Star chambers corrupt politics
The NSW body has indeed exposed cases of serious corruption, but it has also exceeded its powers, left innocent people with shattered reputations and shown its own poor judgment by its misuse of publicity. In a letter to the editor on Monday, former Federal Court judge Peter R. Graham pointed out that anti-corruption commissions and other such inquisitorial bodies “are star chambers, where safeguards that common law procedures provide for the protection of the liberty of subjects are lacking”. Sometimes, these extraordinary powers are necessary, but there are always serious risks.
In theory, there is bipartisan support for a federal anti-corruption agency. In reality, any political party in government and weathering a scandal such as sports rorts would have found it easier to go along with a motherhood accountability project. Had the Coalition adopted an implacable stance of “anti-anti-corruption agency”, it would have been endlessly assailed as “pro-corruption” by Labor.
But all this was pre-COVID. Maybe with a pandemic crisis, collapsing public finances and a grim strategic outlook, the government will take a tougher, more principled line. Earlier this month, federal Attorney-General Christian Porter dryly remarked there were “more immediate priorities” than rushing out draft legislation for the promised commonwealth integrity commission. Those on the legal left will wail and gnash their teeth. Rumour has it they were already worried because the Coalition had put on the record its wish to avoid the pitfalls and excesses of anti-corruption bodies in the states.

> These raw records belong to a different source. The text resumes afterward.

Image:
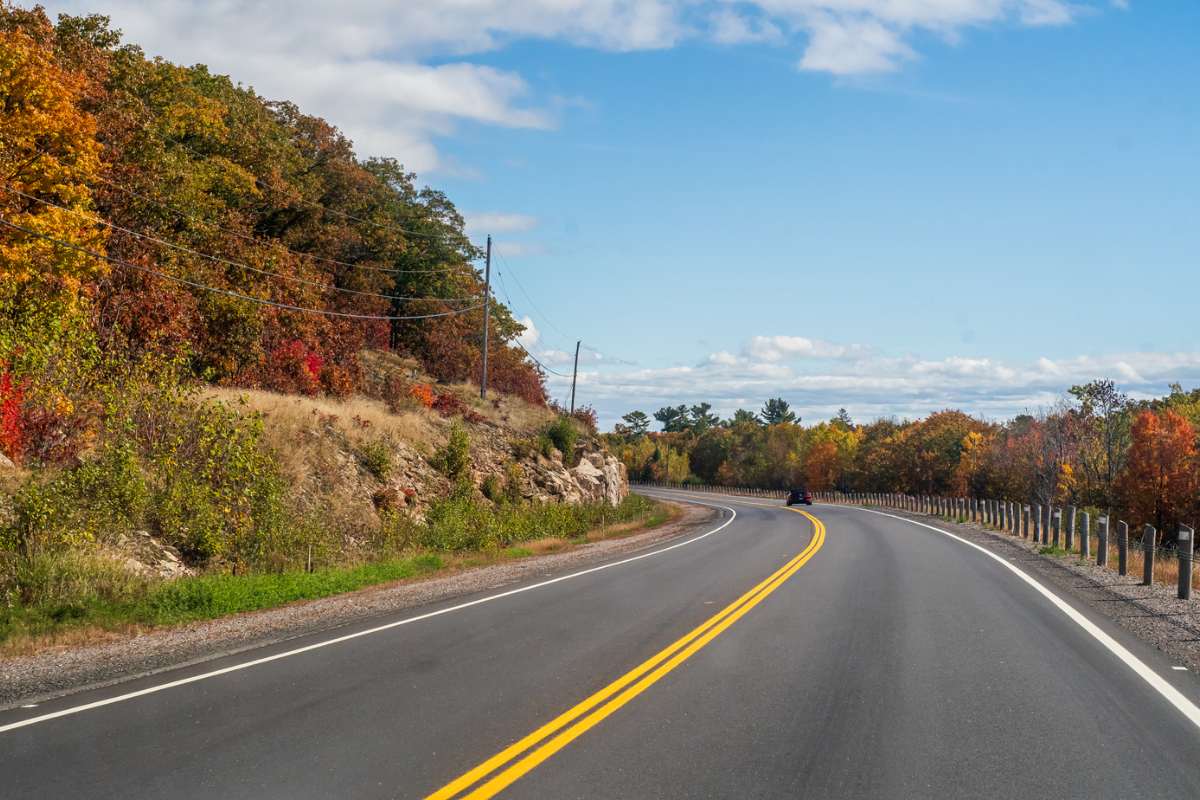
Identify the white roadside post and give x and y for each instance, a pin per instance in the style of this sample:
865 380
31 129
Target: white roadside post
1185 545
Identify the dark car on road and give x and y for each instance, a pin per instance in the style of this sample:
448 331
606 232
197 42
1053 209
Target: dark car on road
799 497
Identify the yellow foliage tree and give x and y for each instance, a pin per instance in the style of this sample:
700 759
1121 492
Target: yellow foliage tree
48 151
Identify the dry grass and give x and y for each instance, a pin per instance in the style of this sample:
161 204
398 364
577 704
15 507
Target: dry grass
1167 567
505 410
358 417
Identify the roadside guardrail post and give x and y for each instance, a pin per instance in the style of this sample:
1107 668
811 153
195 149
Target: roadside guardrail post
1102 541
1149 536
1185 543
1122 548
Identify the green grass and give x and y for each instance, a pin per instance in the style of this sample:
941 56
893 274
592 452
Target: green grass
77 589
203 597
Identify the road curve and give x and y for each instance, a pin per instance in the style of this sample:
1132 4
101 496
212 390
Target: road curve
862 657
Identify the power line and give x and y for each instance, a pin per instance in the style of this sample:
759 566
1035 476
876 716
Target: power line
532 304
214 226
219 290
217 258
545 368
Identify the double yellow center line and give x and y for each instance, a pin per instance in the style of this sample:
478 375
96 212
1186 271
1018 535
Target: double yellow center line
559 732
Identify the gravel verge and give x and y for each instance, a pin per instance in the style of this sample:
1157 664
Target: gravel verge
1151 613
64 671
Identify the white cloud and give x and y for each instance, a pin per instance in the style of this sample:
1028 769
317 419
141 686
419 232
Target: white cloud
871 386
778 348
497 222
853 46
732 28
396 76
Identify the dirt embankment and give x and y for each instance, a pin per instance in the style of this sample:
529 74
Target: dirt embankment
60 671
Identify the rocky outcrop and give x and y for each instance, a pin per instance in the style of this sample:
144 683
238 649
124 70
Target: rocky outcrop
144 554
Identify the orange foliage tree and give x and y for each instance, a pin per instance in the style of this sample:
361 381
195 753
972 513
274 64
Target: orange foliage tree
47 150
1159 480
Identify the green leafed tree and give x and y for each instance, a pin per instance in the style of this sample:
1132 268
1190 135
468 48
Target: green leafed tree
637 423
777 410
702 417
673 417
743 416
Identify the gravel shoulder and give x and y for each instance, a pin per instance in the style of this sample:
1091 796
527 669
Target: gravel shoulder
64 671
1152 613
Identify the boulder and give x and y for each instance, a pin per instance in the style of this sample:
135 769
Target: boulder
148 555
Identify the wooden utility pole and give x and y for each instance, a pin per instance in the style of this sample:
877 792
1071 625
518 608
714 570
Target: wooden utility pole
575 374
487 295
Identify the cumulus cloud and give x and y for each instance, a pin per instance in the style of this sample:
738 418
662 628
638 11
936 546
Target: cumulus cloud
778 348
496 222
399 76
871 385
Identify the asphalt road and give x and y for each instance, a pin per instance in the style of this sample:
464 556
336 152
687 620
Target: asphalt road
877 659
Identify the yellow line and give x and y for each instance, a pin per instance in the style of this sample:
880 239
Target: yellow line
660 663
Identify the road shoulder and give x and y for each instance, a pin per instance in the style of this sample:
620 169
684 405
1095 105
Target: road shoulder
64 671
1152 614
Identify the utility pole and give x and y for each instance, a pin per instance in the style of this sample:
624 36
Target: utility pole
575 374
487 295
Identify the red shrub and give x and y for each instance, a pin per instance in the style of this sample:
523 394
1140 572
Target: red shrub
423 394
293 367
13 435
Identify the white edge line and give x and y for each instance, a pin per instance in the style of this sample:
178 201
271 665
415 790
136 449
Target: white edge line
1171 695
317 645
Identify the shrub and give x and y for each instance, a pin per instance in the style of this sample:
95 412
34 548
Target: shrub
514 480
587 416
523 449
492 488
423 394
564 434
454 459
376 458
95 499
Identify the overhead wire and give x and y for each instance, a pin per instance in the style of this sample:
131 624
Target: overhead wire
219 259
313 257
208 223
324 208
231 293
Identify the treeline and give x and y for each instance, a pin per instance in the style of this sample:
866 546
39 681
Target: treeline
157 210
1097 447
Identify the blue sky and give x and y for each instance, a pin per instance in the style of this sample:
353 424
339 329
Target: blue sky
887 205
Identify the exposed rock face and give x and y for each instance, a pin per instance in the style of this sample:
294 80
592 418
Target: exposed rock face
144 554
599 476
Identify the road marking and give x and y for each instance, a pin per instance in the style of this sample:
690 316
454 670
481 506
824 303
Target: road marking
1171 695
598 707
378 629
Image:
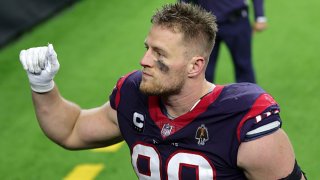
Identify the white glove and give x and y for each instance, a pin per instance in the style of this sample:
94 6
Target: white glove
41 64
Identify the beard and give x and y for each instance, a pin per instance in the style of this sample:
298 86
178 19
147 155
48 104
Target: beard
156 87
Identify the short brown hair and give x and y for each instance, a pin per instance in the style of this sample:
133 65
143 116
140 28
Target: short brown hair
195 23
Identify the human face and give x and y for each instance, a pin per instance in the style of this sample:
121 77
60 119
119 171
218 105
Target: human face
164 63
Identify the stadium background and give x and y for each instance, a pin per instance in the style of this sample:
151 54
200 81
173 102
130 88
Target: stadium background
98 41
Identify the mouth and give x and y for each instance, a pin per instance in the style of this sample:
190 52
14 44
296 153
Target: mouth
146 74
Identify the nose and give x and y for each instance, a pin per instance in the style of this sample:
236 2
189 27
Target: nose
147 59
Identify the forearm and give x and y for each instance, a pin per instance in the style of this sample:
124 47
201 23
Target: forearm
57 117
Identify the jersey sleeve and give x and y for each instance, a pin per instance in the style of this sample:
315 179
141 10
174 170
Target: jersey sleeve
262 119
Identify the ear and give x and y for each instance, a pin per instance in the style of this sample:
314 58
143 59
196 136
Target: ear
196 66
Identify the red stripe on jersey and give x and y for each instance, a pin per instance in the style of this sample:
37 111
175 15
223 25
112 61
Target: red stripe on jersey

It’s noteworthy that Labor and the Greens are the greatest enthusiasts for the anti-corruption bandwagon. One vice of the standing star chamber is that it usurps normal political conflict if an aggrieved party finds something that can be worked up to look “corrupt”. This weakens democracy, just as confected anti-discrimination complaints, lawfare and constitutional pointscoring take matters out of the hands of elected representatives and entrust them to a legal elite.
A more prosaic objection to a federal anti-corruption body is that boredom might leave it with little to do apart from fighting turf wars with the myriad, well-funded federal agencies fighting everything from espionage through organised crime to tea room larceny in the public service. The commonwealth domain is heavy with dull-as-a-dog policy, unlike state and local governments with their juicy project contracts and land deals (the Badgerys Creek federal land purchase may be the exception that proves the rule). Before adding yet another supra-political agency, why not lift the standard of scrutiny by federal parliamentary committees? And if the legal left really cares about independent media scrutiny, it could give up its illiberal pretence that reporting and commentary it disagrees with ought to be a punishable offence.
The poor judgment of NSW Premier Gladys Berejiklian — or rather its public exposure — has predictably led to demands for a federal anti-corruption body, and without delay. But what we’re watching unfold before the NSW Independent Commission Against Corruption only strengthens the case for caution and realism. It’s facile to dismiss sceptics of standing anti-corruption bodies as people with something to hide. Serious corruption has to be tackled, obviously, but the very uneven results of ICAC and its other state counterparts should by now have dashed naive expectations of these institutions.